Spy, the beloved satirical magazine that lampooned the rich, famous, and powerful from 1986 to 1998, has been revived as a digital pop-up for the remainder of the election. The new Spy will live on the Esquire website, and The Wall Street Journal reports that its small team intends to publish about five original articles per day through the election.
Spy famously referred to Donald Trump as a "short-fingered vulgarian" as far back as 1988, and its relaunch this morning features a fake ad for "vulgicene," a cure for small hands syndrome. Articles at launch include a "medical investigation" asking "is Donald Trump genetically defective?" and a report on a visit to the Trump family graveyard plot in Queens, New York. Spy was also critical of Bill and Hillary Clinton during the Clinton administration, notoriously publishing a feature titles "Clinton's First 100 Lies" in the spring of 1993. This morning, Spy published a collection of suggestions from successful TV writers on how to make Clinton appear more likable.
Spy co-founder Kurt Andersen published a letter on Esquire's main page this morning, explaining the choice to revive Spy after nearly two decades. He cited the quieting of the media's satirical voice as the primary reason, noting Jon Stewart and Stephen Colbert's departures from their pulpits on Comedy Central as well as the untimely demise of Gawker, Spy's heir apparent. Andersen also said that, after Trump clinched the Republican nomination, people came up to him "pretty much every day," saying that it was time for Spy to come back.
2044 elections: mic reboots gawker for one month because peter thiel is running for Clan Chief of the Western Realm https://t.co/YLzJ3kyH2D— Max Read (@max_read) October 11, 2016
Esquire editor-in-chief Jay Fielden told The Wall Street Journal, "Spy's past dovetails with the rise of the two people running for president. It will be a fact-based journalistic satire digitally reimagined."

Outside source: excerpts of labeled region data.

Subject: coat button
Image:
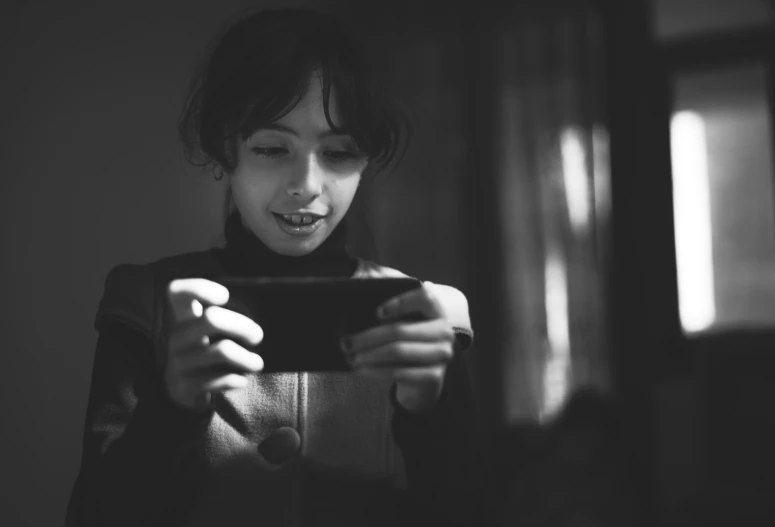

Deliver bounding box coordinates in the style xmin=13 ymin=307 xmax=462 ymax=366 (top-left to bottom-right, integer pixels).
xmin=258 ymin=426 xmax=301 ymax=465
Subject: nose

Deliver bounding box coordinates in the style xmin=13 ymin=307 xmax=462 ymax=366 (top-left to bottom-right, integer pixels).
xmin=287 ymin=154 xmax=325 ymax=199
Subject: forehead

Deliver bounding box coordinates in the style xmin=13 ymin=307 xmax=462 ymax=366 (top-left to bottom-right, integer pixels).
xmin=277 ymin=74 xmax=340 ymax=130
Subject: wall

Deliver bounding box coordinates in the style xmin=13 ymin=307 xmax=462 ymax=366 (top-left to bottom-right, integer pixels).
xmin=0 ymin=0 xmax=324 ymax=527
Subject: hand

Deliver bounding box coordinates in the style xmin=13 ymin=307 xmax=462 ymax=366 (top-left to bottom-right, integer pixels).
xmin=164 ymin=278 xmax=264 ymax=410
xmin=342 ymin=286 xmax=455 ymax=412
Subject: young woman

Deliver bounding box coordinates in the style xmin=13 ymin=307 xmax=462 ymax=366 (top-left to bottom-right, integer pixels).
xmin=67 ymin=5 xmax=487 ymax=526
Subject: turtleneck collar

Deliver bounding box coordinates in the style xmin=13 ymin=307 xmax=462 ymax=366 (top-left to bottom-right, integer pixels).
xmin=223 ymin=212 xmax=358 ymax=277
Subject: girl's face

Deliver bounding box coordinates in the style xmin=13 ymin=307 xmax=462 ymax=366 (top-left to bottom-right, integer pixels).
xmin=229 ymin=75 xmax=368 ymax=256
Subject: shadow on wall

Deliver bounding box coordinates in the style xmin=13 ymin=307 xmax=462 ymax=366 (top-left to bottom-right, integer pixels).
xmin=498 ymin=388 xmax=638 ymax=527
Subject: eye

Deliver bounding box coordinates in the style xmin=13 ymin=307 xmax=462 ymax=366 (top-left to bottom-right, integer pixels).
xmin=252 ymin=146 xmax=288 ymax=159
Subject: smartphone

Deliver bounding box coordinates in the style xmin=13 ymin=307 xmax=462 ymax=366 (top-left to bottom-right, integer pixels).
xmin=211 ymin=277 xmax=422 ymax=373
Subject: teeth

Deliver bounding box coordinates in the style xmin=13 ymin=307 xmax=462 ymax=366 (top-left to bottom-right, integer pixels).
xmin=283 ymin=214 xmax=314 ymax=225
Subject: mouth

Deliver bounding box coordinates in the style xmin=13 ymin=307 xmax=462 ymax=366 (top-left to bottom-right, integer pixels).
xmin=272 ymin=212 xmax=326 ymax=236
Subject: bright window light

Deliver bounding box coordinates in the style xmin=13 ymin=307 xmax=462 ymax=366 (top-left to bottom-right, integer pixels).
xmin=560 ymin=126 xmax=591 ymax=233
xmin=670 ymin=112 xmax=716 ymax=333
xmin=541 ymin=252 xmax=570 ymax=419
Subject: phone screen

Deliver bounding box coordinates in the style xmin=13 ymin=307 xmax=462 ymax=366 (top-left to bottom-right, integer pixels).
xmin=206 ymin=277 xmax=422 ymax=373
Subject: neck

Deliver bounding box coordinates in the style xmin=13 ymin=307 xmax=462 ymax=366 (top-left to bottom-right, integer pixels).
xmin=224 ymin=212 xmax=357 ymax=276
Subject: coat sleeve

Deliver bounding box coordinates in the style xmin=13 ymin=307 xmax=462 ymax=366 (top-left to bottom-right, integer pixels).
xmin=391 ymin=286 xmax=494 ymax=526
xmin=65 ymin=266 xmax=211 ymax=527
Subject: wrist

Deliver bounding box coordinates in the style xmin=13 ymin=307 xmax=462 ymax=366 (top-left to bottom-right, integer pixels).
xmin=395 ymin=382 xmax=442 ymax=414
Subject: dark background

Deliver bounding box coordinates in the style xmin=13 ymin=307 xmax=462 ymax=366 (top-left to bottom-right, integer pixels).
xmin=0 ymin=0 xmax=775 ymax=526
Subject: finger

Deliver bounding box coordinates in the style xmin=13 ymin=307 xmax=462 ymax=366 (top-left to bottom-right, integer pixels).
xmin=342 ymin=318 xmax=455 ymax=354
xmin=352 ymin=342 xmax=453 ymax=368
xmin=167 ymin=278 xmax=229 ymax=321
xmin=377 ymin=285 xmax=444 ymax=320
xmin=356 ymin=365 xmax=446 ymax=383
xmin=169 ymin=306 xmax=264 ymax=353
xmin=180 ymin=340 xmax=264 ymax=375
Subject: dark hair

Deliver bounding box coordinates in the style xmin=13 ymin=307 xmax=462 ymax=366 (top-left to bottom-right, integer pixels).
xmin=178 ymin=8 xmax=411 ymax=184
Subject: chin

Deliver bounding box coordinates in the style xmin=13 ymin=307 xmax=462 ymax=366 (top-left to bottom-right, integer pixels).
xmin=272 ymin=240 xmax=320 ymax=256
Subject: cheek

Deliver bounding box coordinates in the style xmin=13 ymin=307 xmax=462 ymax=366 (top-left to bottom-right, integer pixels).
xmin=231 ymin=173 xmax=274 ymax=215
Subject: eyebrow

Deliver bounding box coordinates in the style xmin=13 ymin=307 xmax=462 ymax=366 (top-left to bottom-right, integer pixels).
xmin=256 ymin=123 xmax=351 ymax=139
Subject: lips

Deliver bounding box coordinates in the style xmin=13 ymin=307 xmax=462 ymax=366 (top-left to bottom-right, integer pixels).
xmin=272 ymin=212 xmax=325 ymax=236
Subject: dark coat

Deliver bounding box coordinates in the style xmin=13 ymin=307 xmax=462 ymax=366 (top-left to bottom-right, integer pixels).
xmin=67 ymin=249 xmax=486 ymax=527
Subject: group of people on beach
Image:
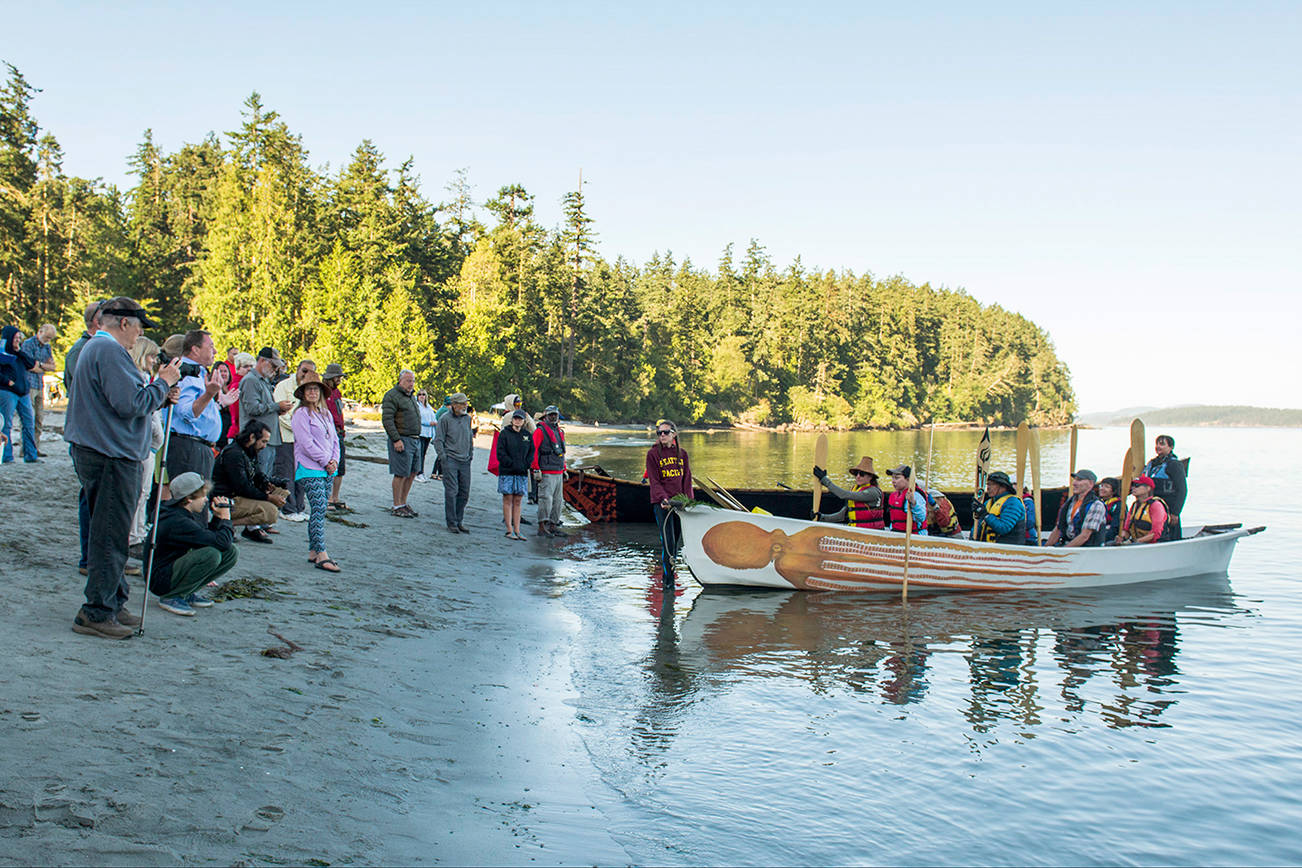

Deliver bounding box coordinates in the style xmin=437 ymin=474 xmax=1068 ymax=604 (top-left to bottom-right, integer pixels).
xmin=814 ymin=435 xmax=1187 ymax=548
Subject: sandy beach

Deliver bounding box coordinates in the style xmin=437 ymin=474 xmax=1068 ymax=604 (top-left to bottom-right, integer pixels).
xmin=0 ymin=414 xmax=629 ymax=865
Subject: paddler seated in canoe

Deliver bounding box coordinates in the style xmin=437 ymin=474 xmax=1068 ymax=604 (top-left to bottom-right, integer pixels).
xmin=887 ymin=465 xmax=927 ymax=536
xmin=973 ymin=470 xmax=1026 ymax=545
xmin=1048 ymin=470 xmax=1107 ymax=548
xmin=1099 ymin=476 xmax=1121 ymax=545
xmin=814 ymin=455 xmax=887 ymax=531
xmin=1117 ymin=476 xmax=1174 ymax=545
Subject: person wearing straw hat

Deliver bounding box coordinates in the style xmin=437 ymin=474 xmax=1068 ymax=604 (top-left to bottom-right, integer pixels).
xmin=290 ymin=371 xmax=339 ymax=573
xmin=150 ymin=471 xmax=240 ymax=617
xmin=814 ymin=455 xmax=887 ymax=531
xmin=434 ymin=392 xmax=475 ymax=534
xmin=64 ymin=297 xmax=181 ymax=639
xmin=973 ymin=470 xmax=1026 ymax=545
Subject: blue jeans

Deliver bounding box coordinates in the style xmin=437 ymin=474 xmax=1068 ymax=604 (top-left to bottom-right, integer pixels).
xmin=0 ymin=389 xmax=36 ymax=465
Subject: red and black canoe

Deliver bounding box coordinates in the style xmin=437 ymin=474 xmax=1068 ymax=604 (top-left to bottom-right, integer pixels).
xmin=565 ymin=467 xmax=1066 ymax=528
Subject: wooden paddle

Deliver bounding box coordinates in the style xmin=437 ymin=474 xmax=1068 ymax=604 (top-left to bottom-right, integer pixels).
xmin=971 ymin=426 xmax=990 ymax=539
xmin=814 ymin=435 xmax=827 ymax=515
xmin=1126 ymin=419 xmax=1148 ymax=478
xmin=1066 ymin=424 xmax=1077 ymax=491
xmin=900 ymin=470 xmax=918 ymax=603
xmin=1031 ymin=429 xmax=1042 ymax=545
xmin=706 ymin=476 xmax=750 ymax=513
xmin=1104 ymin=449 xmax=1135 ymax=545
xmin=1014 ymin=422 xmax=1031 ymax=497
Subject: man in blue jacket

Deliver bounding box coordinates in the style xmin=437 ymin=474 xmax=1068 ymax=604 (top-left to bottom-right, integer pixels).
xmin=64 ymin=297 xmax=181 ymax=639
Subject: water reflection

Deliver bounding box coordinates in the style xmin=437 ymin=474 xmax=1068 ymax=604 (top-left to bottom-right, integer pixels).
xmin=677 ymin=575 xmax=1243 ymax=739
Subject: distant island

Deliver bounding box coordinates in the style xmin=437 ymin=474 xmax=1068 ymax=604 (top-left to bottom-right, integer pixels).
xmin=1077 ymin=403 xmax=1302 ymax=428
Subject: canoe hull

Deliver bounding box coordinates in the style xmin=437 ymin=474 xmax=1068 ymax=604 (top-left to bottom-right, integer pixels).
xmin=680 ymin=508 xmax=1251 ymax=592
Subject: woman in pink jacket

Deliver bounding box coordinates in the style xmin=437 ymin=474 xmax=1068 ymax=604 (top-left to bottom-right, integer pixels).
xmin=289 ymin=372 xmax=339 ymax=573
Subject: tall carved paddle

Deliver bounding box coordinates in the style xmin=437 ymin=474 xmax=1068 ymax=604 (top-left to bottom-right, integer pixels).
xmin=971 ymin=426 xmax=990 ymax=539
xmin=814 ymin=435 xmax=827 ymax=515
xmin=900 ymin=467 xmax=918 ymax=603
xmin=1128 ymin=419 xmax=1148 ymax=478
xmin=1031 ymin=428 xmax=1043 ymax=545
xmin=1066 ymin=424 xmax=1078 ymax=489
xmin=1014 ymin=422 xmax=1031 ymax=497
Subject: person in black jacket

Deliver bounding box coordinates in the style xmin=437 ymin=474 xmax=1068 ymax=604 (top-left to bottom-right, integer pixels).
xmin=212 ymin=419 xmax=289 ymax=543
xmin=150 ymin=472 xmax=240 ymax=616
xmin=497 ymin=410 xmax=534 ymax=540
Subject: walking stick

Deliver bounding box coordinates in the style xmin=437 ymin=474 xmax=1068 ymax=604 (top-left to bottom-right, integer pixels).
xmin=135 ymin=403 xmax=176 ymax=636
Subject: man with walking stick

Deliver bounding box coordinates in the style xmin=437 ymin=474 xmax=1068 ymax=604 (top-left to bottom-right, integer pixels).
xmin=64 ymin=297 xmax=181 ymax=639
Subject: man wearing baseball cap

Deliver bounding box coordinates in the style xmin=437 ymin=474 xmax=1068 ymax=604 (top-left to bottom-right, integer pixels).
xmin=64 ymin=297 xmax=181 ymax=639
xmin=1117 ymin=476 xmax=1174 ymax=545
xmin=1048 ymin=470 xmax=1108 ymax=548
xmin=150 ymin=471 xmax=240 ymax=616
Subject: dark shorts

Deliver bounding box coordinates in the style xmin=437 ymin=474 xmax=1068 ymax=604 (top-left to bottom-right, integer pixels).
xmin=389 ymin=437 xmax=421 ymax=476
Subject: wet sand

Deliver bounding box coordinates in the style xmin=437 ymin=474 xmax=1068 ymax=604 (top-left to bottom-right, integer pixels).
xmin=0 ymin=416 xmax=630 ymax=865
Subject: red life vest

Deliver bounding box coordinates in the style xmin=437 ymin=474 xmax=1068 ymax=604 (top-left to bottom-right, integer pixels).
xmin=845 ymin=485 xmax=887 ymax=531
xmin=885 ymin=488 xmax=927 ymax=534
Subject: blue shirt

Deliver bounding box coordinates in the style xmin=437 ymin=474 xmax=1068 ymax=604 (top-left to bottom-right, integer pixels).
xmin=21 ymin=334 xmax=55 ymax=393
xmin=172 ymin=368 xmax=221 ymax=442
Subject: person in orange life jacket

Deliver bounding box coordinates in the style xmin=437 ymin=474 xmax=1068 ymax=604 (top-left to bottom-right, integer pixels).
xmin=1099 ymin=476 xmax=1121 ymax=545
xmin=973 ymin=470 xmax=1026 ymax=545
xmin=530 ymin=405 xmax=565 ymax=536
xmin=1117 ymin=476 xmax=1170 ymax=545
xmin=646 ymin=419 xmax=693 ymax=584
xmin=885 ymin=465 xmax=927 ymax=536
xmin=1047 ymin=470 xmax=1107 ymax=548
xmin=1143 ymin=435 xmax=1189 ymax=537
xmin=814 ymin=455 xmax=885 ymax=530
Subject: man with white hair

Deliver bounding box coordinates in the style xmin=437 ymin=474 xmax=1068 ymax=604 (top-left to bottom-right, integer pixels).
xmin=22 ymin=323 xmax=59 ymax=455
xmin=380 ymin=370 xmax=421 ymax=518
xmin=64 ymin=297 xmax=181 ymax=639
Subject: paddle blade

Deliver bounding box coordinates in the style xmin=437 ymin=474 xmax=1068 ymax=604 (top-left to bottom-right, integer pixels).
xmin=1017 ymin=422 xmax=1031 ymax=488
xmin=1031 ymin=431 xmax=1043 ymax=545
xmin=814 ymin=435 xmax=827 ymax=513
xmin=1130 ymin=419 xmax=1147 ymax=479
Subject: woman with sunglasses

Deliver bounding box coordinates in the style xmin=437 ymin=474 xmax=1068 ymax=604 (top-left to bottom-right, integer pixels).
xmin=814 ymin=455 xmax=887 ymax=531
xmin=646 ymin=419 xmax=691 ymax=584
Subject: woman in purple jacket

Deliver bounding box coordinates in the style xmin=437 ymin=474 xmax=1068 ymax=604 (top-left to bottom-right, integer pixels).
xmin=289 ymin=372 xmax=339 ymax=573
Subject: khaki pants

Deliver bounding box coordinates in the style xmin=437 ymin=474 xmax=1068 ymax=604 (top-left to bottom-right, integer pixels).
xmin=230 ymin=488 xmax=288 ymax=527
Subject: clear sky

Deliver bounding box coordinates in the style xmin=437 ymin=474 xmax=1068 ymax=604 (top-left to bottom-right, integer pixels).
xmin=0 ymin=0 xmax=1302 ymax=411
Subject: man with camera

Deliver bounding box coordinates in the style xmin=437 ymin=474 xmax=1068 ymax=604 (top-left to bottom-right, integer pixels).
xmin=164 ymin=329 xmax=221 ymax=479
xmin=150 ymin=472 xmax=240 ymax=616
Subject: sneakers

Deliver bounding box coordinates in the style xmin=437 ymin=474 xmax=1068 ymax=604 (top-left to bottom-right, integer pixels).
xmin=159 ymin=597 xmax=194 ymax=616
xmin=73 ymin=612 xmax=132 ymax=639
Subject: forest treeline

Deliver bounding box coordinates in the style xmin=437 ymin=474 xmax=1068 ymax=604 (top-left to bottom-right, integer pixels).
xmin=0 ymin=66 xmax=1075 ymax=427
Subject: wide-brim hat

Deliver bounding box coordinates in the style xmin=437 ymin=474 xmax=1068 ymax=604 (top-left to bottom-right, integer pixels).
xmin=294 ymin=371 xmax=326 ymax=401
xmin=986 ymin=470 xmax=1017 ymax=492
xmin=850 ymin=455 xmax=878 ymax=479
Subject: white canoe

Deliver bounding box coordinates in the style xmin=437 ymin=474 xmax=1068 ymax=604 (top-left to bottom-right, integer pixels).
xmin=678 ymin=506 xmax=1264 ymax=591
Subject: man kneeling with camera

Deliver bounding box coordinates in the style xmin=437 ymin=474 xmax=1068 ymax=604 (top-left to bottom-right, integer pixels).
xmin=150 ymin=472 xmax=240 ymax=616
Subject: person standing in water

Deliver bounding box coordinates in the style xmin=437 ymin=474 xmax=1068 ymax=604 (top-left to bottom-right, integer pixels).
xmin=646 ymin=419 xmax=691 ymax=584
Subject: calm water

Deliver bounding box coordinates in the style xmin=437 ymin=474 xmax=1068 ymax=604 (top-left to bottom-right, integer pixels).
xmin=548 ymin=429 xmax=1302 ymax=864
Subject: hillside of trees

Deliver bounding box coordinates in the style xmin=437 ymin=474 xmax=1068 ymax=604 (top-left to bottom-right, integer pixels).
xmin=0 ymin=66 xmax=1075 ymax=427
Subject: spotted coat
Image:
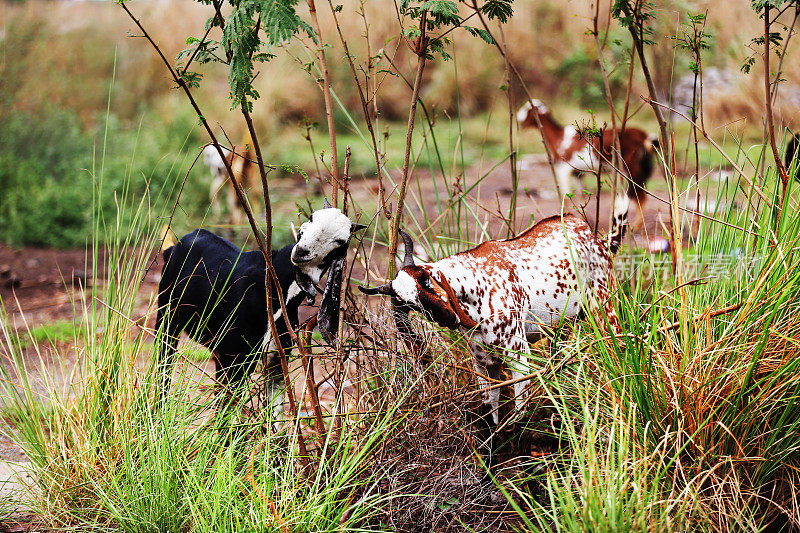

The 2016 election season has provided thousands upon thousands of joke tweets, memes, and isolated parodies, but a place for concentrated, coherent satire could be a source of comfort in the coming weeks. The old Spy was known for finding the joy in mockery and doing some excellent investigative reporting when it felt like it. It chose its punches much more carefully than the masses on Twitter or Facebook (who are now exhausted, verging on hysterical) tend to, and that could be a refreshing change of pace.
Given the dubious utility of some of America's biggest comedy institutions this election season — The Tonight Show and Saturday Night Live, in particular — as well as the sidelining of Gawker and Jon Stewart, it really does feel like the perfect time for Spy to make a comeback.